Herrick is a Washington native but three years ago, after he got sick of the rain, he moved to Northwestern Nevada. Now he’s closer to the places like the Rubicon and Johnson Valley where the King of the Hammers is run.

“I love it here,” he said.

Due to its excellent reputation Crawl has been attracting more advertisers but there is still the need to maintain the ratio between content and ads. The solution will be to add pages when necessary.

“We always have enough content but we don’t have room to print it all. So when all those advertisers come, help pay for ink, paper and bandwidth then we can share more content with the reader,” he said.

Fortunately the economic downturn really didn’t hurt the magazine and Herrick feels he knows why.

“One thing about the economic downturn is that people didn’t lose sight of the things they really enjoy, the places and things they wanted to do or accomplish,” he said. “I think Crawl at a very low cost continued to feed those dreams.”

So while people worked to keep things on an even keel they were always looking to the day when things would turn around.

“That was part of what got us out of this mess, a lot of hard work, taking care of business but remembering as soon as there was some free dough they were going to spend it on their rig and start going places,” he said.

But there still was a downside and that was with advertisers.

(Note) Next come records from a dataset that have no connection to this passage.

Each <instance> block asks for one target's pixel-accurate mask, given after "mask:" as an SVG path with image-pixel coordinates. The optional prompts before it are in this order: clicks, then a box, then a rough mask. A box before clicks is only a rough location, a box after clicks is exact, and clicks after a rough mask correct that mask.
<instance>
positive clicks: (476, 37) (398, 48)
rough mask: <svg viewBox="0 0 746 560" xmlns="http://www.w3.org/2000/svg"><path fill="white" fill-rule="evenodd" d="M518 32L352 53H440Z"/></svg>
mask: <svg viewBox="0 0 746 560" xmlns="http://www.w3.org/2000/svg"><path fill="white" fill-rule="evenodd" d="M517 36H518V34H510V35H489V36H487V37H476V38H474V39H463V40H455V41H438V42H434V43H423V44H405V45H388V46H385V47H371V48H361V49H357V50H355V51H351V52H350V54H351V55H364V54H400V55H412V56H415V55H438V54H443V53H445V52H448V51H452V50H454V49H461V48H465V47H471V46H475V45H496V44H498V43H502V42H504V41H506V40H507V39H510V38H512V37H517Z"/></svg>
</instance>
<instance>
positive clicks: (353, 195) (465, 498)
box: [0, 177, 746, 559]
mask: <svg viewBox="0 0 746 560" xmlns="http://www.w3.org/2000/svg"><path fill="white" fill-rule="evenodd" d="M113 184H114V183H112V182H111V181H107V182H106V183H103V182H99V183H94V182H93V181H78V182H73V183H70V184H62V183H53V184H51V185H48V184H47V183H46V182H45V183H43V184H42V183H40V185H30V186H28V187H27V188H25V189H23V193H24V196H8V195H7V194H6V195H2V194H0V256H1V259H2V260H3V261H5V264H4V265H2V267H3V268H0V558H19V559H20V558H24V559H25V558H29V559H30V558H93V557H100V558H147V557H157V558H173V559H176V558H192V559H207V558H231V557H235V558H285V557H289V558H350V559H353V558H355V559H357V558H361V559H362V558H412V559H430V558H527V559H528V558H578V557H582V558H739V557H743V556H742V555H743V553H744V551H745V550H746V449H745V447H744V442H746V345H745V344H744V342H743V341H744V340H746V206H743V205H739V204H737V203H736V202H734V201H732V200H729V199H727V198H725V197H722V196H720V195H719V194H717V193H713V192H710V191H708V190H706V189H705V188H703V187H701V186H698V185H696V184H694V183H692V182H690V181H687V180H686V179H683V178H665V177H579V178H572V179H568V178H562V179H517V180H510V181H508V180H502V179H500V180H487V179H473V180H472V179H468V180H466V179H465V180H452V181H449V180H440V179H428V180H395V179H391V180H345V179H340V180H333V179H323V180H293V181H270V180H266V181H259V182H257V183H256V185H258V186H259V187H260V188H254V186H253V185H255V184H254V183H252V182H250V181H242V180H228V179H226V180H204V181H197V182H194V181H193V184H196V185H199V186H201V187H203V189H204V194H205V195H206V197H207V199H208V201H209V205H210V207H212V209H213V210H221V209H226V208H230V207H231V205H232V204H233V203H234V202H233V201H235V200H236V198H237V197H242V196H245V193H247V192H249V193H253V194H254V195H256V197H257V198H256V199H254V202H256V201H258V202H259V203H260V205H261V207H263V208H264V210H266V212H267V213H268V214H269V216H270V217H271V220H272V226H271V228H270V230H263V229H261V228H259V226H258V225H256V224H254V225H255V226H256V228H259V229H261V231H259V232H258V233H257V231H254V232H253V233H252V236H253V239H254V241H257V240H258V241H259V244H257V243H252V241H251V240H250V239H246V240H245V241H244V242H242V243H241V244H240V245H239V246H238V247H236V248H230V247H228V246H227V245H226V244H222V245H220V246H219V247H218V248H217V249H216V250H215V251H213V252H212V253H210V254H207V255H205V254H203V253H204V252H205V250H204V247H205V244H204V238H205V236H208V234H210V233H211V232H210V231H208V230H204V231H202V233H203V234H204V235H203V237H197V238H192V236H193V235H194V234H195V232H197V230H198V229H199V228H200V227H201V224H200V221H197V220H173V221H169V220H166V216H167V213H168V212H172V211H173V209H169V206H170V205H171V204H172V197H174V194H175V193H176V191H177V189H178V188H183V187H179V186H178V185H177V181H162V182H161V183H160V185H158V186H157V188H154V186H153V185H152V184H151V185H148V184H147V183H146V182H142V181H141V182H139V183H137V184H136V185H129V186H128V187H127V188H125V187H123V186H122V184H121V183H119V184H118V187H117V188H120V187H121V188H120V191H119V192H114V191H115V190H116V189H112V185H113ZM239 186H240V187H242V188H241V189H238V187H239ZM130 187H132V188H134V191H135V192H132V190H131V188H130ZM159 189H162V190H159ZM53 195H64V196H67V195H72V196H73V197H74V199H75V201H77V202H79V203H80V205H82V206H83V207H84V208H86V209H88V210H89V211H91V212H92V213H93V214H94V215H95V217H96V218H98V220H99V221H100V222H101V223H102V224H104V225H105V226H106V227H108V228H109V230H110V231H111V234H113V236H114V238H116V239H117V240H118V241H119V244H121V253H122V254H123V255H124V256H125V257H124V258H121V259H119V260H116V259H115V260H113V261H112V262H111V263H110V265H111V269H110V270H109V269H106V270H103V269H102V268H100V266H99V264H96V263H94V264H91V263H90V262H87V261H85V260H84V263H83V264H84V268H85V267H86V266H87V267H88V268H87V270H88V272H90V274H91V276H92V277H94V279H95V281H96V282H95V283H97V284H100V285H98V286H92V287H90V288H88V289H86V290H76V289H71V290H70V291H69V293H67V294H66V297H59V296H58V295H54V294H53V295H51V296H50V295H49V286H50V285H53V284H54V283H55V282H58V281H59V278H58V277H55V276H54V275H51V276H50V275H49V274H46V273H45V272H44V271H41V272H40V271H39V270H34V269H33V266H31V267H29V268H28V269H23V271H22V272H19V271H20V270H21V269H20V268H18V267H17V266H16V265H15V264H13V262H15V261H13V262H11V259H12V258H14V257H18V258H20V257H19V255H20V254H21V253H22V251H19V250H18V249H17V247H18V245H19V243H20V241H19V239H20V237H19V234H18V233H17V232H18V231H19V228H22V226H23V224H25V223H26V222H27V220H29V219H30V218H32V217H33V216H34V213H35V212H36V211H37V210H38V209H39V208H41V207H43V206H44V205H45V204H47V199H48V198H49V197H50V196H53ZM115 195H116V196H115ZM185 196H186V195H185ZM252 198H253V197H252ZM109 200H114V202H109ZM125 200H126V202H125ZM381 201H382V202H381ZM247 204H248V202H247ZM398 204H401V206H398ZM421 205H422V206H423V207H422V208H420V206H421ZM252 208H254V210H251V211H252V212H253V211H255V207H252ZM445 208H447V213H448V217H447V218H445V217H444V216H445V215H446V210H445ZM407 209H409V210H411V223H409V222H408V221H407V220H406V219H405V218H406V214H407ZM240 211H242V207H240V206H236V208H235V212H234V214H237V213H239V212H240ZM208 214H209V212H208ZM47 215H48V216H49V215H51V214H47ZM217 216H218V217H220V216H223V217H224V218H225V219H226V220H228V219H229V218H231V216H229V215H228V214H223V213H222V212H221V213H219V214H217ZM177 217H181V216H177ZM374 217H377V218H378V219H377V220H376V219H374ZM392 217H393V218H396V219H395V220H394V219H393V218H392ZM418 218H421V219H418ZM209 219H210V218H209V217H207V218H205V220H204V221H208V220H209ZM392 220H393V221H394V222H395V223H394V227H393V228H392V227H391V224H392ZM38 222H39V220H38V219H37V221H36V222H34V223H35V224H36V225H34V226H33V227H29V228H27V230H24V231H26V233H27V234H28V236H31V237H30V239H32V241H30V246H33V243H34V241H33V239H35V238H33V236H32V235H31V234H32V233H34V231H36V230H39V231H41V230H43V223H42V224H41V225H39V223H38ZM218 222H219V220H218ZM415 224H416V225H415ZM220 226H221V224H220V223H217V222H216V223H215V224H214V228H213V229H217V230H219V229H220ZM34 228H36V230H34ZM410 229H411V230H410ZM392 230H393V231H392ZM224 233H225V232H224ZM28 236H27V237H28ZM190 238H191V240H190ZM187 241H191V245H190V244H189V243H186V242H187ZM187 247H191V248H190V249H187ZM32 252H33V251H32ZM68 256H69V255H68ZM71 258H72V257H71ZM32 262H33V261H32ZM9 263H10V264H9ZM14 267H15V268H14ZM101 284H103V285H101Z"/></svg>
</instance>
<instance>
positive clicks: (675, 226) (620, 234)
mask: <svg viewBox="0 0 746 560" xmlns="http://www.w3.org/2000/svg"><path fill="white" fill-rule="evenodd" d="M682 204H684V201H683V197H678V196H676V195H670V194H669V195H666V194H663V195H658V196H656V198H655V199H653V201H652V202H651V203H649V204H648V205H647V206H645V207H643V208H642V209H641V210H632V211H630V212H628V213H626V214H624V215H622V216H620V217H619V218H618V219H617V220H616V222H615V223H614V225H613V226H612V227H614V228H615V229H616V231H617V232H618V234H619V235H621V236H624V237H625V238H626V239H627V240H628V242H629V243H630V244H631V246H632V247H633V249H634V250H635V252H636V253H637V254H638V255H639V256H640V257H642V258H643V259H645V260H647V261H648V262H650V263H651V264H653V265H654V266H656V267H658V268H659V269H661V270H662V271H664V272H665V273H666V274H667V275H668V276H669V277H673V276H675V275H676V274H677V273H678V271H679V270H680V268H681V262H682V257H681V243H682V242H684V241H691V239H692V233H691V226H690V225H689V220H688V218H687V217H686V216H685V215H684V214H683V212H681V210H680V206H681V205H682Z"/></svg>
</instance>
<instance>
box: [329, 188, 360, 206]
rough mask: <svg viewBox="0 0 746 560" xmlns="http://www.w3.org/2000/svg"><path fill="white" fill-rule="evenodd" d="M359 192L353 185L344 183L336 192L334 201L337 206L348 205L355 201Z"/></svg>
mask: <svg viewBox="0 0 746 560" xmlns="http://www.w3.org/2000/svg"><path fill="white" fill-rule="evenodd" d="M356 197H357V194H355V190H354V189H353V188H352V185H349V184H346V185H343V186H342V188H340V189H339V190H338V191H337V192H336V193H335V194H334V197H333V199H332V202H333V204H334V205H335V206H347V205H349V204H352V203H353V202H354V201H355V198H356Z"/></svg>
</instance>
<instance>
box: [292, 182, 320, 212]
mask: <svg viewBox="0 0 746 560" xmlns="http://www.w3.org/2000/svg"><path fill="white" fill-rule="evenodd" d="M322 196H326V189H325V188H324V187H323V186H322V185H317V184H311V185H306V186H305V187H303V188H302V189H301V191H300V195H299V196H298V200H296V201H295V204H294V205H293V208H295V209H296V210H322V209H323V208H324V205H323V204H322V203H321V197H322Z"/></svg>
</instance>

“For us the economic downturn was a little harder with advertisers because, even though the first rule of marketing was, ‘don’t ever stop marketing,’ that impacted us somewhat,” he said. “But it wasn’t as bad as my competitors who rely so heavily on advertising because my customer pays for what he gets. And that’s a lot of content and not a lot of advertising.”

Now he feels things are improving and the annual Easter Jeep Rally in Moab, Utah the magazine sponsors is just one example. Over the past few years he’s seen the numbers of participants increase.

Another gathering seeing increasing numbers is Jeep Beach held at Daytona Beach, Florida. This year it runs from April 22nd through the 26th.

“It’s just a 5-day party and the people are nuts,” he said.

With the New Year here it’s time to look ahead and Herrick has gotten a head start on that.

Currently he’s having Trent Fabrication preparing his rig for year’s King of the Hammers. Over the past weekend it was taken down to Johnson Valley, California for a test run.

The Hammers is an annual event, run this year from January 30th through February 7th, and features a marathon of Ultra 4 races. And it draws thousands of competitors and spectators to the desert for an entire week.

The event itself started in 2007 and it was to determine if somebody could go fast in the desert, crawl rocks and who could do it the fastest.

“So now we have these hybrid cars that go fast but also crawl rocks really well,” he said. “I think last year’s winner may have covered 190- to 200-mile racecourse in eight hours. Which when you figure out the average speed maybe isn’t so fast until you think that in the desert they’re doing 115 to 120 miles an hour and in the rocks they’re doing 3 miles an hour.”

He added that many of the rocks are the size of a Volkswagen Golf and some of the fastest drivers do it solo so they don’t have a co-driver to help if it necessary to winch a car off or over a rock.

For Herrick and his crew the Hammers is a very busy time as the magazine goes to print a week after the event. And they beat the competition by weeks or months as

Crawl Magazine is the first publication to come out with a report on the event as its part of the March/April edition.

While down in Johnson Valley, he also hopes to document the effort of Bill Baird to duplicate a run across the desert where, according to the GPS, he was going 150 miles an hour. Not bad for an unlimited Ultra 4 racer.

Asked about the future, Herrick simply said, “I’m optimistic.”

Those wishing further information on the magazine can check its website at, www.crawlmag.com.